For practice, now that you have a basic understanding of how to make a function, we will use that knowledge, applied to our dataset.

Here are pieces of a function we will use on this dataset; products, reviews and products' rating put them in the correct order

* merge_results <- merge(products_df, reviews_df, by="key")
* }
* function(products_df, reviews_df, myrating)
* return(products_reviews_results)
* {
* products_reviews_results <- merge_results[merge_results$rating >= myrating, ]
* products_reviews_by_rating <-

Question 3 (1 pt)

Take the above function and add comments explaining what the function does at each step.

Question 4 (2 pts)

my_selection <- products_reviews_by_rating(products, reviews, 4.5)

Use the code above, to answer the following question. We want you to use the data frame my_selection when solving Question 4. (Do not use the full products data frame for Question 4.)

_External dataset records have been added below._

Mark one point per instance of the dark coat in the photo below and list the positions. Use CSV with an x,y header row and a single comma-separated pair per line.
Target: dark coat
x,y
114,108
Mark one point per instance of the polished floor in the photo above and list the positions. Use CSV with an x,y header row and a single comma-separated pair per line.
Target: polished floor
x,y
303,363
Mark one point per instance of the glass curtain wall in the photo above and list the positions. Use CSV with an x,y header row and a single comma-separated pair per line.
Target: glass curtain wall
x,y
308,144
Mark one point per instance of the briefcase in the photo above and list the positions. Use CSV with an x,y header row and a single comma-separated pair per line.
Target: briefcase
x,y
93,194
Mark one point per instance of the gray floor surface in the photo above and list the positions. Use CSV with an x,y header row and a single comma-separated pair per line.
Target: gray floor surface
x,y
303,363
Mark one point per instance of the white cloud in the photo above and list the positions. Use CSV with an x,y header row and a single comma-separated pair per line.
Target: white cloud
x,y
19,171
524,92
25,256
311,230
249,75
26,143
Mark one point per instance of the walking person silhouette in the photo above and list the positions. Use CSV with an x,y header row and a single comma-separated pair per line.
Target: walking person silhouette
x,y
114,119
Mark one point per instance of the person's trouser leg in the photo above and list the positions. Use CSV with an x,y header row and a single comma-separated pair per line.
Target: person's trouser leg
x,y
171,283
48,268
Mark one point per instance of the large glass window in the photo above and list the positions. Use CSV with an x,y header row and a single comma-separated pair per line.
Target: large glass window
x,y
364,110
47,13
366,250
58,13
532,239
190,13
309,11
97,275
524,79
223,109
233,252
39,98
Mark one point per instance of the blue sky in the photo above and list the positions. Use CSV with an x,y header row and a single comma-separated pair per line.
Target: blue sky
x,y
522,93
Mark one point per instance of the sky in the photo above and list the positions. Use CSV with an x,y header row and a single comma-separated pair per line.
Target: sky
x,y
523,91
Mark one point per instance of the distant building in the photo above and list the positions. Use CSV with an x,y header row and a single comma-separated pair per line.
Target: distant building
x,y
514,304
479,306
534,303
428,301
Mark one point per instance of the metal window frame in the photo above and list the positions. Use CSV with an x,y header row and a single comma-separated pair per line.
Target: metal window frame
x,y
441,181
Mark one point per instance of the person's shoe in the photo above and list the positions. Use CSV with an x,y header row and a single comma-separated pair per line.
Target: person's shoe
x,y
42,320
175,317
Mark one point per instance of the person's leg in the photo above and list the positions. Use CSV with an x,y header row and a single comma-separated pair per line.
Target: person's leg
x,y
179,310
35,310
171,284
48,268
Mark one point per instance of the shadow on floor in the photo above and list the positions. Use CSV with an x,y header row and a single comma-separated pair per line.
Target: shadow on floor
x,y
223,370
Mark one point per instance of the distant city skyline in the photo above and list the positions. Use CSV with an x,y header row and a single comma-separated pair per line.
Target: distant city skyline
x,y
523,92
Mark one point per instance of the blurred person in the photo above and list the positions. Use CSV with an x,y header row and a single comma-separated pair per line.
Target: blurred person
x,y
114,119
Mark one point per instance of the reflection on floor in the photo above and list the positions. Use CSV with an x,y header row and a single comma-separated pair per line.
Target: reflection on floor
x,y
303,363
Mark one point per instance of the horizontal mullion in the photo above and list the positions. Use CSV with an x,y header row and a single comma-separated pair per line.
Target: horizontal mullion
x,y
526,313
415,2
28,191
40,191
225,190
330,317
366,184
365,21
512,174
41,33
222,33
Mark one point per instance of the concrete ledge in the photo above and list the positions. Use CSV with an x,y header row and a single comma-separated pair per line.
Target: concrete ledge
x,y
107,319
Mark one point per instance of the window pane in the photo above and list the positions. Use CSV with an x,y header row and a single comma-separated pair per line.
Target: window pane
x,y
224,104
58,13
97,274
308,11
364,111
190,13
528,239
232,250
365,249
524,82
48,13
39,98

  1. How many products are there (altogether) that have rating at least 4.5? (This is supposed to be simple: You can just find the number of rows of the data frame my_selection.)

The function merged two data sets products and reviews. Both of them have an ingredients column, so we need to use the ingredients column from products by referring to`ingredients.x`.

Question 5 (2 pts)

For Question 5, go back to the full products data frame. (In other words, do not limit yourself to my_selection any more.) When you are constructing your function in part a, it should be helpful to review the videos from Question 1.

  1. Now create a function that takes 1 ingredient as the input, and finds the number of products that contain that ingredient.

  2. Use your function to determine how many products contain SALT as an ingredient.

(Note: If you test the function with "GUAR GUM", for instance, you will see that there are 85 products with "GUAR GUM" as an ingredient, as we learned in the previous project.)

Project 08 Assignment Checklist

  • Jupyter Lab notebook with your code, comments and output for the assignment

    • firstname-lastname-project08.ipynb

  • R code and comments for the assignment

    • firstname-lastname-project08.R.

  • Submit files through Gradescope

Please make sure to double check that your submission is complete, and contains all of your code and output before submitting. If you are on a spotty internet connection, it is recommended to download your submission after submitting it to make sure what you think you submitted, was what you actually submitted.

In addition, please review our submission guidelines before submitting your project.